TOKYO – Eight North Korean fishermen washed up on the northern Japanese coast after their boat broke down, the Japanese government said Friday.
The wooden boat and the crew were located by police late Thursday in the port of the city of Yurihonjo, in Akita prefecture, after receiving a call about “suspicious people” on the beach.
The rescued crew members, who identified themselves as North Koreans and do not have serious injuries, said they were fishing when their vessel’s engine broke down and they drifted ashore in northeastern Japan, government spokesperson Yoshihide Suga said on Friday.
The ship had left North Korea about a month and a half ago to go fishing for squid, but had engine trouble and drifted for about a month, a source close to the investigation told Japanese state broadcaster NHK.
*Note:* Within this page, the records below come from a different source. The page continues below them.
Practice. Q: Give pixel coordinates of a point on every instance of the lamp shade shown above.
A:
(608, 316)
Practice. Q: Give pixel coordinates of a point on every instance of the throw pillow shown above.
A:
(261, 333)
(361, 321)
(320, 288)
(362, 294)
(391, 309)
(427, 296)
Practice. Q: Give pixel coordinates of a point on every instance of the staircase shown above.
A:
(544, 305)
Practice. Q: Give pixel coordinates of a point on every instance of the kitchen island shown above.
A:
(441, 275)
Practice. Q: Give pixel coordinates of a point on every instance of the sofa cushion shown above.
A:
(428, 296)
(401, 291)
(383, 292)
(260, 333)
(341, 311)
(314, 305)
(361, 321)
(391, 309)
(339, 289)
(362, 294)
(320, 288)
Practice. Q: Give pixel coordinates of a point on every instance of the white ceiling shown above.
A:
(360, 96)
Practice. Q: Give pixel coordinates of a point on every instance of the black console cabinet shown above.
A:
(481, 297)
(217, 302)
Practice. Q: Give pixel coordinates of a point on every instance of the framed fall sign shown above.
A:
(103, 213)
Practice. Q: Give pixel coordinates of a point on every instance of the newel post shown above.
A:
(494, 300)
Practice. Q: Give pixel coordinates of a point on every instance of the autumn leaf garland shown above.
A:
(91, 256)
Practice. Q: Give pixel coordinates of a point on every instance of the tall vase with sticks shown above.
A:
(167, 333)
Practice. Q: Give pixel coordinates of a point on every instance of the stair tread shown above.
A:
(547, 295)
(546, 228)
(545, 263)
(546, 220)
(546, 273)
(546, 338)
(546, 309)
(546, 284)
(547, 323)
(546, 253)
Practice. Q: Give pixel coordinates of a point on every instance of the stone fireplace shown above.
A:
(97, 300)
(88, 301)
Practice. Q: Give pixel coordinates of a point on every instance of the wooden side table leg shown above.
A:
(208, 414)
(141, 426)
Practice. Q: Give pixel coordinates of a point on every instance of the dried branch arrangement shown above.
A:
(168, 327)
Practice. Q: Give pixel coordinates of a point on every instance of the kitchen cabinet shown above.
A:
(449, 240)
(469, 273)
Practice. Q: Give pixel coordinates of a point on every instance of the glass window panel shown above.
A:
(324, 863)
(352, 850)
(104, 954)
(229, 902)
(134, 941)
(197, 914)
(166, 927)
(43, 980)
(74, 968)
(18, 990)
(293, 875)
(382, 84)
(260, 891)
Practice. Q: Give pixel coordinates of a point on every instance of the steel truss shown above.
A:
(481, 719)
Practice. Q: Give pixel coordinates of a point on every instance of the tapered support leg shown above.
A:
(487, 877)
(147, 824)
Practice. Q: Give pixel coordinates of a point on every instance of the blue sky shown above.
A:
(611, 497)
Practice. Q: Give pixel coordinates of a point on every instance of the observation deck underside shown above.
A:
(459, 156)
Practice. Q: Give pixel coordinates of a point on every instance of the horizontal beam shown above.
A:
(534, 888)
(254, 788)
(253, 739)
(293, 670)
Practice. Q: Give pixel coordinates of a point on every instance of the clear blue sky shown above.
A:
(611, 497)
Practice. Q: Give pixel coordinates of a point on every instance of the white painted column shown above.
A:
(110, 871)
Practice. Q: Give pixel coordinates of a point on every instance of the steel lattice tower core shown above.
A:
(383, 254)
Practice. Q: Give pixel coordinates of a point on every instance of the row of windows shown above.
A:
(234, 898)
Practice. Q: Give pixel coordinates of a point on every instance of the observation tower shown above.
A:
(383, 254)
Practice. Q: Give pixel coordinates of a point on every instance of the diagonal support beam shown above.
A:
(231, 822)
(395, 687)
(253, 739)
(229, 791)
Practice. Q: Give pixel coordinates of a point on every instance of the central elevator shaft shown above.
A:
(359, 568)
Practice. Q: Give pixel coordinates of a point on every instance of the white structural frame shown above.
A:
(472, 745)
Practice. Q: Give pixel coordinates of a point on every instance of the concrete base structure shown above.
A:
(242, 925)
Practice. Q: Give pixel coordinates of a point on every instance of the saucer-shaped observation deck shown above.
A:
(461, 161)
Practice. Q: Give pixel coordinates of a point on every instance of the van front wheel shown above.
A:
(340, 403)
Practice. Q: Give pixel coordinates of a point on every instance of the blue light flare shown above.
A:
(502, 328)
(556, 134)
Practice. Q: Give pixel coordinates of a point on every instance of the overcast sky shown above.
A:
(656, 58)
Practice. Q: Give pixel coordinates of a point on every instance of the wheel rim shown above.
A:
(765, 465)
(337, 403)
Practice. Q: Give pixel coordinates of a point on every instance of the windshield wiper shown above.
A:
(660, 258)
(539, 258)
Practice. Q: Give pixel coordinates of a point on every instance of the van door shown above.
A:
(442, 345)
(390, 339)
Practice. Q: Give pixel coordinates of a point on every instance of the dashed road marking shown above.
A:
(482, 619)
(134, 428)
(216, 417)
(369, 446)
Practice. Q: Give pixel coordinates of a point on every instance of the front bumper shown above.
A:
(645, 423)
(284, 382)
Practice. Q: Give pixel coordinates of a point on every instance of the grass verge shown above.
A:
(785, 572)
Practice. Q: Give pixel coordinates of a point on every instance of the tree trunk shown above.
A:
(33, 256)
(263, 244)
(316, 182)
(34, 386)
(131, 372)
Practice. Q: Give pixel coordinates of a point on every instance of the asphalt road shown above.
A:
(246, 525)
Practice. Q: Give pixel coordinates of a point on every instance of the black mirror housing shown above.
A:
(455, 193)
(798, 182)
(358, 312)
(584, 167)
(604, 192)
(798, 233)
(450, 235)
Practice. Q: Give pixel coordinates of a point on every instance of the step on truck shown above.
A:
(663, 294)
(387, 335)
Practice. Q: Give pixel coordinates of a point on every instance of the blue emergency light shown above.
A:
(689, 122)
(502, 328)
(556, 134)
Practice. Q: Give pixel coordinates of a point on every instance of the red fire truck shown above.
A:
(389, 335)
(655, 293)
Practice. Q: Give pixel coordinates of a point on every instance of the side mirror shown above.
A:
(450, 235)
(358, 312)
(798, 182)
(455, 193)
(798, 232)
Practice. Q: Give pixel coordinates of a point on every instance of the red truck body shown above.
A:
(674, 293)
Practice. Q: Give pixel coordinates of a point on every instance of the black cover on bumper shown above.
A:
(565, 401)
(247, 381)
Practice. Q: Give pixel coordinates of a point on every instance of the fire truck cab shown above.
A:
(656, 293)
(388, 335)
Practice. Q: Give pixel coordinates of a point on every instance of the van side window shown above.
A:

The police were interrogating the fishermen and have searched the boat without finding any evidence that they are spies, NHK said.
The boat carried a plaque written in Korean with the term “Chongjin,” the name of a city in northeastern North Korea, according to the Japanese news agency Kyodo.
Suga said the crew would be repatriated after a police investigation.
Police officials cited by Kyodo said it was unlikely the fishermen were asylum seekers given their eagerness to return home.
On Nov. 15, the Japanese coast guard rescued three North Korean sailors from another vessel that capsized in the Sea of Japan with 15 crew members on board.
The Japanese government decided to repatriate almost immediately the three fishermen found alive after they said they wanted to return to home.